Dion rose to worldwide prominence in the ’90s. She had been a successful teen star in Canada, releasing French-language albums throughout the ’80s. After gradually learning to speak English, she released her debut English-language album in 1990. Once Dion got her foot in the door, she took command of Adult Contemporary radio with her soaring emotional ballads and never looked back. She has earned diamond certification on two albums, a rare feat.
Dion began her second Las Vegas residency in 2011 at The Colosseum at Caesar’s Palace. She continued to perform there through this past June, completing a total of 427 shows. In that time she released two albums (2013’s “Loved Me Back to Life” and 2016’s “Encore un soir”), went on multiple European tours and won Billboard’s Icon Award.
Most importantly though, Dion lost her husband of 22 years and longtime manager, Rene Angelil, to throat cancer in 2016. Despite the devastating loss, Dion has continued to forge ahead.
Her new album “Courage,” released Nov. 15, is an exploration of this loss and how far she has come in the healing process. It is her first English-language album in six years, and the 12th in her career.
Much like on “Loved Me Back to Life,” “Courage” sees Dion collaborate with several modern forerunners of pop music to update her sounds. Smash hit songwriter Sia penned two tracks on the album and another on the deluxe edition. Sam Smith, Skylar Grey and Lauv also made writing contributions. On the production side, she gets assistance from David Guetta, Stargate, The Stereotypes, DallasK and Greg Kurstin.
Celine Dion finds the perfect balance of catering to current trends and knowing her voice, her audience and her age. Many mature pop stars often feel like they are playing young to connect with the target demographic, and it just comes off kitschy and cringe-worthy. But Dion hits the sweet spot and the level of camp and theatrics built into her brand helps her flourish.

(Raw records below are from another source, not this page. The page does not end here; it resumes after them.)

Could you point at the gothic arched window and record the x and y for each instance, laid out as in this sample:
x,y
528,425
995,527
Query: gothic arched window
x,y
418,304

The opening track, “Flying On My Own,” really sets the tone for the album. It took me quite by surprise on first listen. It starts out quite mellow, feeling like a typical ballad. But as Dion soars vocally in the pre-chorus, the classic dance break, piano stabs and hand claps come in. As she goes for the hook line a full house EDM drop hits. This song is Pride playlist ready.
For Dion, this song is about coming back into herself after her major loss. She had gone her whole career with Angelil by her side, but now she is quite literally “flying on her own.”
The album is centered around this loss but is not a sad album. It is an album about rebuilding yourself and discovering new parts of yourself late in the game. It is an empowering and hopeful listen.
Sometimes there is an odd sonic clash between the EDM influenced tracks and the more stripped and earnest ballads. Still, Dion never relinquishes the spotlight to the track. She is always front and center with a stunning vocal performance.
The album drags on a little long for the casual fan — it clocks in at 57 minutes, with the deluxe edition reaching an hour and 11 minutes. I would say check out the highlights first — “Flying On My Own,” “Lovers Never Die,” “Imperfections,” “Nobody’s Watching,” “The Chase,” “For The Lover That I Lost” and “Perfect Goodbye.”
Overall, it is immensely impressive to reach a point in your career where you are releasing your 27th album. Celine Dion has managed to stay fresh and stay true to herself over four decades and continues to be one of the most beautiful voices of our times.